ADR-0162: SSIMULACRA 2 IIR blur SIMD ports — AVX2 + AVX-512 + NEON (T3-1 phase 2)¶
- Status: Accepted
- Date: 2026-04-24
- Deciders: Lusoris, Claude (Anthropic)
- Tags: simd, avx2, avx512, neon, ssimulacra2, bit-exact, iir-blur, performance
Context¶
Phase-1 SIMD port of SSIMULACRA 2 (ADR-0161) vectorised 5 pointwise kernels across AVX2 + AVX-512 + NEON, leaving the FastGaussian IIR blur (fast_gaussian_1d + blur_plane) and picture_to_linear_rgb scalar.
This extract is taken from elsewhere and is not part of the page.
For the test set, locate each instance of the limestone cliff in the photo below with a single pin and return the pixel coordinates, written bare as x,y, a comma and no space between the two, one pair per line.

The blur is called 30× per frame (5 blur-pass combinations × 6 scales) and is the single largest wall-clock cost in the extractor.
Scalar blur structure:
blur_planeruns a 2-pass separable IIR:- Horizontal:
fast_gaussian_1donce per row (hcalls). 3-pole recursive Gaussian (Charalampidis 2016), serial across columns. - Vertical: per-column IIR state maintained in
s->col_state(6 ×wfloats). Iterates rows top-to-bottom with(lrow + rrow)input + per-column state updates. - Both passes share the same coefficients (
rg_n2[3],rg_d1[3],rg_radius).
Vectorisation challenges:
- Horizontal pass: recurrence is serial across columns within a row. Cannot vectorise within a row. Must vectorise across rows — batch N rows together, run the IIR on all N in lock-step. Each lane holds one row's state.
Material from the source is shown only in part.